Tout d'abord, si l’effervescence autour de ce film vous a donné des préjugés catégorisant le film en un drame arrogant et sérieux, libérez-vous en immédiatement. Mademoiselle n'est pas un appât à Oscars. C'est un film étranger merveilleusement dirigé, sexuel et mûr, fixé pendant une période où un pays en a occupé un autre, et suit des femmes de différentes classes échappant à leurs patriarcats respectifs.
Les tragédies dans la filmographie de Park Chan-Wook ont souvent été appelées shakespeariennes, et si je ne savais pas que Mademoiselle était basée sur un roman de 2002, je dirais que c'était la version de Chan-Wook d'une farce shakespearienne. Au lieu de Romeo et Juliet ou Macbeth, pensez Twelfth Night ou Comedy of Errors. Mademoiselle est une comédie de mœurs, teintée d'humour noire, mais toujours en laissant la comédie en premier plan et la noirceur en second plan. Il s'agit également d'un film de casse, ou plutôt, de plusieurs films de casse impliquant des complots sur complots où tout le monde est détenteur de secrets.
On débute avec Sookee (Kim Tae-ri), un voleuse coréenne choisie par le "Comte" Fujiwara (Ha Jung-woo) pour l'aider à voler l'héritage de Mademoiselle Hideko (Kim Min-hee) - une richissime héritière japonaise. Fujiwara a déjà convaincu la famille de Hideko qu'il est un noble japonais, quand il n'est qu'un simple escroc en vérité, et recrute Sookee pour jouer les agents double servant auprès d'Hideko tout en la persuadant de s'enfuir avec le «comte» plutôt que de rester avec avec son oncle qu'elle doit épouser. Les choses se compliquent quand Sookee commence à tomber amoureuse d'Hideko et qu'Hideko semble éprouver le même sentiment. Et puis les choses se compliquent encore plus.
Et c'est tout ce que je dirai sur l'intrigue, parce que ce film va vous faire partir sur de véritables montagnes russes. Mademoiselle a un switch scénaristique des plus efficace en perspective, avec un côté à la Rashomon, et des torsions et des virages qui nous rappel The Usual Suspects ou Fight Club. La dernière fois qu'un film m'a lancé pour une boucle comme celle-ci c'était Gone Girl, et Mademoiselle le surpasse grandement.
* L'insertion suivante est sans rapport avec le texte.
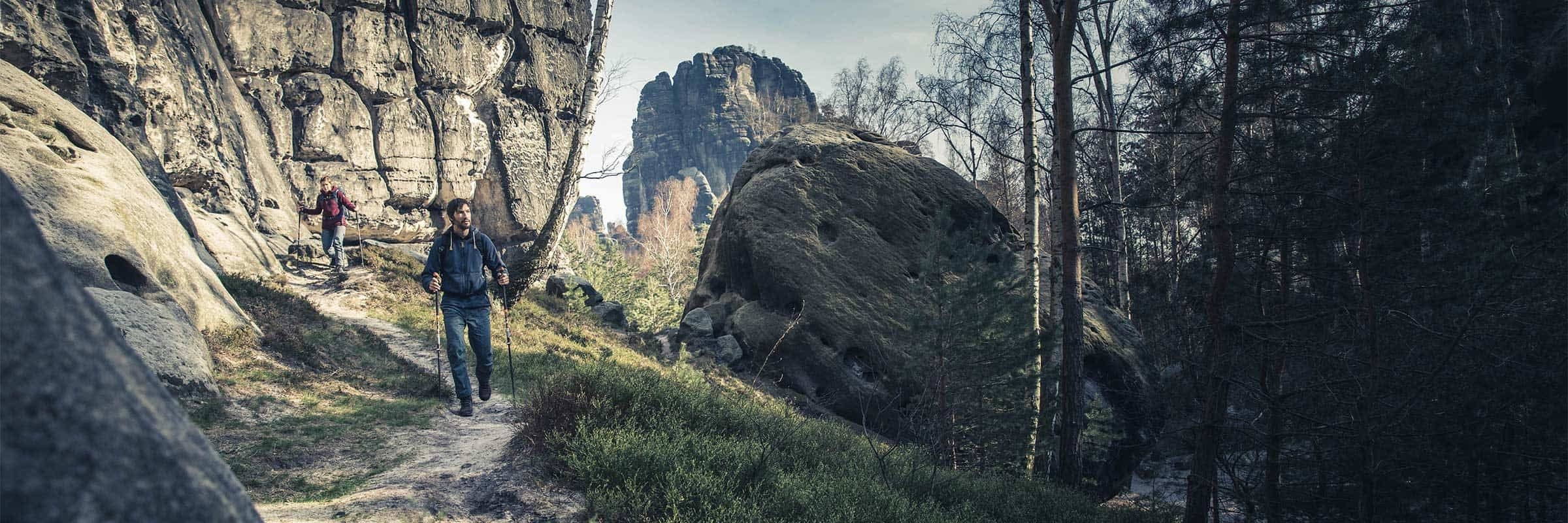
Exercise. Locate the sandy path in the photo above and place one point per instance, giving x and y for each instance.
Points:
(453, 471)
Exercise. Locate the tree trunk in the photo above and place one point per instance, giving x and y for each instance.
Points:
(1071, 380)
(1201, 482)
(538, 256)
(1026, 69)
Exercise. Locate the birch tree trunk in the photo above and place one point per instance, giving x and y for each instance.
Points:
(1070, 396)
(1026, 71)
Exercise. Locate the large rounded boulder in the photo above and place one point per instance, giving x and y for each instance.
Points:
(87, 432)
(114, 233)
(816, 263)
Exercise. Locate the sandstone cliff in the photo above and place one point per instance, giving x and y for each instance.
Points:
(236, 107)
(710, 116)
(87, 434)
(103, 216)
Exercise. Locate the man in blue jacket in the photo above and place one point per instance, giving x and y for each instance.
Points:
(457, 266)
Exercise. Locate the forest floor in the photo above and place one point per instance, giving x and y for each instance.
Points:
(452, 470)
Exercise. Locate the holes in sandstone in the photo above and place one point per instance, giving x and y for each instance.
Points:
(827, 233)
(124, 272)
(76, 139)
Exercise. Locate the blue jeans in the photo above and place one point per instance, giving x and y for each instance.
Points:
(474, 316)
(333, 244)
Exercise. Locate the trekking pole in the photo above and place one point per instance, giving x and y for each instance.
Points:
(359, 233)
(440, 326)
(506, 307)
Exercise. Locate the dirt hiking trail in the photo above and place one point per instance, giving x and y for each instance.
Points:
(457, 470)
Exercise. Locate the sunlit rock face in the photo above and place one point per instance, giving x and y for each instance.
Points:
(236, 109)
(710, 115)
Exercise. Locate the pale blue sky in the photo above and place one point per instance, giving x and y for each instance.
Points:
(813, 37)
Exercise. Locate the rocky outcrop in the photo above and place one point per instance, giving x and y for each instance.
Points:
(819, 250)
(590, 209)
(237, 107)
(710, 116)
(99, 211)
(87, 432)
(1117, 374)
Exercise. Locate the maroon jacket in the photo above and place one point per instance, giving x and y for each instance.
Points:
(331, 208)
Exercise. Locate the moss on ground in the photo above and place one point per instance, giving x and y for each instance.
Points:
(687, 442)
(310, 403)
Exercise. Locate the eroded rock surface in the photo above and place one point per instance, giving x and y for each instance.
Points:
(106, 220)
(88, 434)
(710, 115)
(817, 250)
(237, 107)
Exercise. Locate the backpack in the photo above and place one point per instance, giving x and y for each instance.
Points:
(338, 197)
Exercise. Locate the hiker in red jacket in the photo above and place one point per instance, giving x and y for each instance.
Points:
(330, 205)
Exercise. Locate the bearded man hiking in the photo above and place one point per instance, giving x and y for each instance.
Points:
(330, 205)
(457, 267)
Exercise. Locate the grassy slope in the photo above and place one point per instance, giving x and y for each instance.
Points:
(310, 404)
(695, 443)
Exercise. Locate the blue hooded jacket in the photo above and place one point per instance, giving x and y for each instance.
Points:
(461, 263)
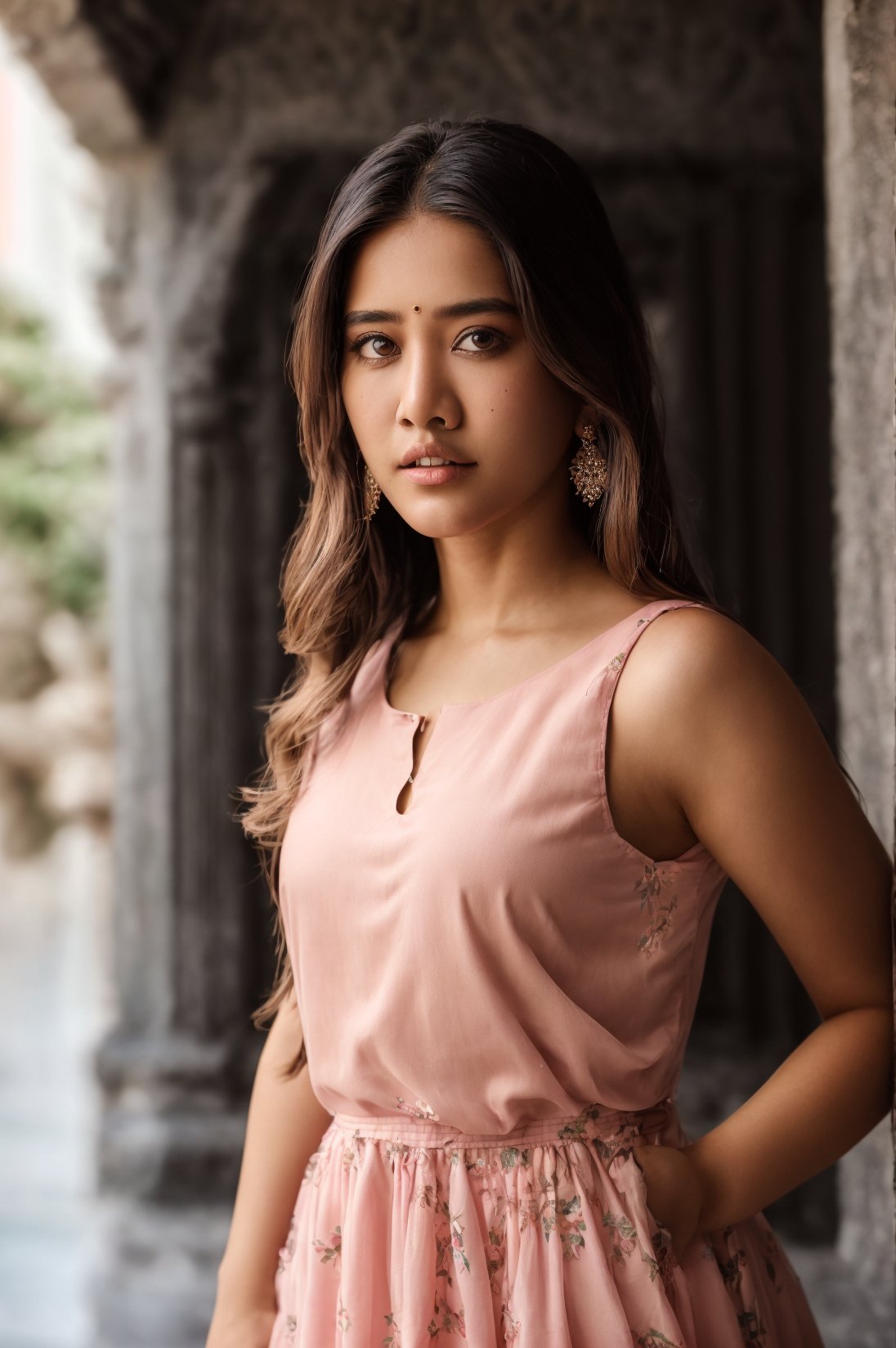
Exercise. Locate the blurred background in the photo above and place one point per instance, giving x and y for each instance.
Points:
(164, 172)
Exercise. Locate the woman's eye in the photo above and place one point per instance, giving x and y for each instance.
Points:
(361, 341)
(495, 339)
(484, 340)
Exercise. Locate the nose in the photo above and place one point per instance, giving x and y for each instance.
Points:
(426, 393)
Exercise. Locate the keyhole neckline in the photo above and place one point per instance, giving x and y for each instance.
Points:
(390, 645)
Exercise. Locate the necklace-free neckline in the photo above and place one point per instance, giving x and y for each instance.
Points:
(390, 645)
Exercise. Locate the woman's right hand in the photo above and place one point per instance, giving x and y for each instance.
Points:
(240, 1327)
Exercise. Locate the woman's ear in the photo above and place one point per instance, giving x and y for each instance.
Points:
(586, 417)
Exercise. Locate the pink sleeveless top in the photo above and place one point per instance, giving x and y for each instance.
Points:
(497, 953)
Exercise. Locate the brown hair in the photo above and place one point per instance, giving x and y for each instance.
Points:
(345, 578)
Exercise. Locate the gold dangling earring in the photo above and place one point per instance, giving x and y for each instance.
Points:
(588, 468)
(372, 492)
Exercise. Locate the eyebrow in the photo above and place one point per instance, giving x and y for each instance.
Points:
(486, 305)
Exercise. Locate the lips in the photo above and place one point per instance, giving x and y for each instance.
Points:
(432, 451)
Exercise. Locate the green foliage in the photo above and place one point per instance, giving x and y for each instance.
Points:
(54, 480)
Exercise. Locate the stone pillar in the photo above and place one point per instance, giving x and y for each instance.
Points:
(860, 92)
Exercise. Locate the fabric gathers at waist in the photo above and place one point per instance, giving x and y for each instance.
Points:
(596, 1121)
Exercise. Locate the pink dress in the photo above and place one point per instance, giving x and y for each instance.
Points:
(496, 991)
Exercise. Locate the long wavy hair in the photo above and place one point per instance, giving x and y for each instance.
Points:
(345, 578)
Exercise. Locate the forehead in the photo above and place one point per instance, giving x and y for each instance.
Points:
(428, 259)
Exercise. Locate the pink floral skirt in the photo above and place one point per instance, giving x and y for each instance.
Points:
(407, 1233)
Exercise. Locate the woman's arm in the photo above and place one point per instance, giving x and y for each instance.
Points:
(737, 748)
(284, 1127)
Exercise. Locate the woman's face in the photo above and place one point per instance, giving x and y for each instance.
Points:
(467, 380)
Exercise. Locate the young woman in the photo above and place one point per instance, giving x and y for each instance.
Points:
(494, 901)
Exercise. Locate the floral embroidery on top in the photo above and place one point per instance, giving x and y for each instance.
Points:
(661, 914)
(422, 1111)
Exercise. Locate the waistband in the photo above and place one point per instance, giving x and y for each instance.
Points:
(594, 1121)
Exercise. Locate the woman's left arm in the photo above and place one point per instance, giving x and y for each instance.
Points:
(741, 753)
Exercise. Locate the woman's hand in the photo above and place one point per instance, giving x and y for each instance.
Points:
(674, 1191)
(240, 1327)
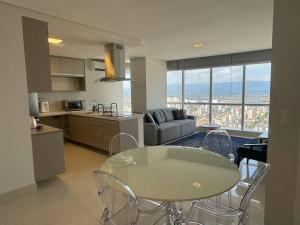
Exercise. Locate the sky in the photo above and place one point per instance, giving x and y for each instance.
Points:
(254, 72)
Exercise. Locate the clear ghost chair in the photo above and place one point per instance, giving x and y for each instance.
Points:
(218, 141)
(121, 142)
(224, 212)
(120, 205)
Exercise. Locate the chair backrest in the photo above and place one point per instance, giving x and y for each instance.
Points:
(256, 178)
(121, 142)
(120, 205)
(218, 141)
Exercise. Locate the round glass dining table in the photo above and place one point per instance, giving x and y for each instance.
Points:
(172, 173)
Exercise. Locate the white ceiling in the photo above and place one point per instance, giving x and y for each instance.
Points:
(168, 28)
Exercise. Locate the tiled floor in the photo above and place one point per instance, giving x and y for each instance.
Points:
(70, 198)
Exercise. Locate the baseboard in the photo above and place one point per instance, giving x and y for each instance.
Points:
(15, 194)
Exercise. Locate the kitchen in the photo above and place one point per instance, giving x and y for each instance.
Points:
(73, 94)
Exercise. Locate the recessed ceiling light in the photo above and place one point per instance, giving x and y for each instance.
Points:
(55, 41)
(198, 45)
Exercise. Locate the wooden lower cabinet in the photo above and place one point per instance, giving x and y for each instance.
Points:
(92, 131)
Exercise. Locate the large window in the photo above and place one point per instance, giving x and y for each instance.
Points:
(236, 97)
(174, 89)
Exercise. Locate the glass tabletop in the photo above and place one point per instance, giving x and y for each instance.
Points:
(172, 173)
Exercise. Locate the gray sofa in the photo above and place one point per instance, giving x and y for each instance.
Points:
(167, 129)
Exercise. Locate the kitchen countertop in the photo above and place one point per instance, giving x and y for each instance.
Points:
(45, 130)
(120, 117)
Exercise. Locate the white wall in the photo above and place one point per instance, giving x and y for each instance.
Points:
(102, 92)
(156, 81)
(149, 84)
(16, 165)
(283, 183)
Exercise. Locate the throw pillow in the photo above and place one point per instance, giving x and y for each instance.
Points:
(179, 114)
(159, 117)
(149, 118)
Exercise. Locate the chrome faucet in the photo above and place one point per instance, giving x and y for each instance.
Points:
(94, 105)
(111, 106)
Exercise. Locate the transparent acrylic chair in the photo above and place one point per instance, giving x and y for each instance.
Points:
(121, 142)
(224, 212)
(120, 205)
(218, 141)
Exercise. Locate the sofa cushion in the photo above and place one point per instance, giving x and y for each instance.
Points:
(187, 126)
(179, 114)
(159, 116)
(168, 114)
(168, 132)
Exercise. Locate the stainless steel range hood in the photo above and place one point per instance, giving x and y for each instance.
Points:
(114, 63)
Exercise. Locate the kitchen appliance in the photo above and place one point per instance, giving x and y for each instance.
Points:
(44, 106)
(73, 105)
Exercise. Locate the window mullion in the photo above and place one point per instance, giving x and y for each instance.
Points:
(210, 95)
(182, 88)
(243, 97)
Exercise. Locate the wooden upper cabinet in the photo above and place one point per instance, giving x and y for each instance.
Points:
(55, 65)
(78, 67)
(36, 49)
(66, 66)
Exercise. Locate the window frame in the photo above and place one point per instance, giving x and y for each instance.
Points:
(243, 104)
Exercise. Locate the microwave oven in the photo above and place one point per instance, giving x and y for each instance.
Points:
(73, 105)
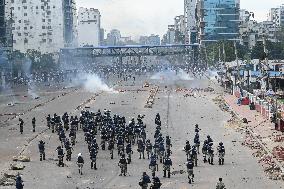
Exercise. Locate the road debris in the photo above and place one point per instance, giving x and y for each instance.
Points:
(21, 158)
(17, 166)
(151, 98)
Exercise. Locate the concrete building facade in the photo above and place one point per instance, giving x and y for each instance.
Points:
(113, 38)
(190, 20)
(276, 15)
(89, 27)
(218, 20)
(45, 25)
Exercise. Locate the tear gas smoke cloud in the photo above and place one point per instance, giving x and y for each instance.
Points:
(171, 75)
(212, 74)
(27, 67)
(91, 83)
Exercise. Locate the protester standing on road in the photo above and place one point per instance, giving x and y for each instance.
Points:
(80, 163)
(145, 180)
(41, 148)
(21, 125)
(220, 184)
(19, 182)
(33, 123)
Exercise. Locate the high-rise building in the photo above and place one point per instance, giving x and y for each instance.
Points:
(150, 40)
(69, 21)
(113, 38)
(45, 25)
(218, 20)
(276, 15)
(2, 23)
(190, 19)
(89, 27)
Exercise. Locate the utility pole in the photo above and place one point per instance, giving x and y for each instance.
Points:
(237, 61)
(265, 62)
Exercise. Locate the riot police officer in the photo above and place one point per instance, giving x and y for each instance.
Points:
(145, 180)
(161, 151)
(41, 148)
(153, 166)
(111, 148)
(141, 148)
(93, 157)
(123, 165)
(168, 143)
(156, 184)
(128, 150)
(197, 142)
(19, 182)
(221, 153)
(210, 153)
(33, 124)
(60, 154)
(21, 125)
(167, 166)
(220, 184)
(187, 149)
(189, 166)
(48, 119)
(80, 163)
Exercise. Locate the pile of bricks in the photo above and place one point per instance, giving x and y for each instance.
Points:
(151, 98)
(278, 152)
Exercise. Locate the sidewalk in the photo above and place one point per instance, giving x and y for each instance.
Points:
(262, 128)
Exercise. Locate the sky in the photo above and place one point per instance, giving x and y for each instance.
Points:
(144, 17)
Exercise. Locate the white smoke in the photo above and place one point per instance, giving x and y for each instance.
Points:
(92, 83)
(27, 66)
(212, 74)
(171, 75)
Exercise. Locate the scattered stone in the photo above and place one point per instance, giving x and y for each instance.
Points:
(22, 158)
(17, 166)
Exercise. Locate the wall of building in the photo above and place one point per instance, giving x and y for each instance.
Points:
(37, 25)
(2, 23)
(190, 19)
(218, 20)
(88, 27)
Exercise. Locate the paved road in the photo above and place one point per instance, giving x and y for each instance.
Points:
(179, 115)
La complexité du caractère et de l'intrigue est complétée par la grandeur écrasante du décor et de la direction. La majorité du film se déroule sur le domaine de l'oncle d'Hideko, un château massif qui est à moitié un manoir victorien et à moitié un palais japonais, entouré de forêts verdoyantes. Les hommes portent un éventail de costumes, de chapeaux et des queues de pie; tandis que les femmes basculent entre d'élégantes robes d'époque jazz et de kimonos période Edo. Mademoiselle n'est pas du tout timide sur le niveau de richesse et d'extravagance de ces personnages.
Une autre chose sur laquelle le film n'est pas timide c'est son érotisme. Mademoiselle est un film incroyablement sexuel, mais ce n'est jamais que de la titillation. La partie la plus extraordinaire d pourrait en fait être la façon dont les climax sexuels dans le film - les scènes de sexe complètement nu - représentent des clichés narratifs; Ils sont le résultat cathartique du récit et des préliminaires sexuels où les choses deviennent vraiment électriques. La scènes la plus érotique du film au final est plutôt une scène de bain relativement inoffensive où les protagoniste se regardent mutuellement de façon assez maladroite.
Avec Mademoiselle, Park Chan-Wook parcourt la ligne entre l'excès et la retenue. Il en a fait une histoire d'amour chargée érotiquement avec des corsets qui sont soigneusement déchaussés plutôt que déchirés, où on a la perspective de vue d'un vagin lors d'un cunnilingus qui nous montre le visage d'une amante aux yeux innocents et émerveillés . C'est un film sur le subterfuge et le vol, le patriarcat et la servitude, mais au-dessus de tout, c'est une histoire d'amour.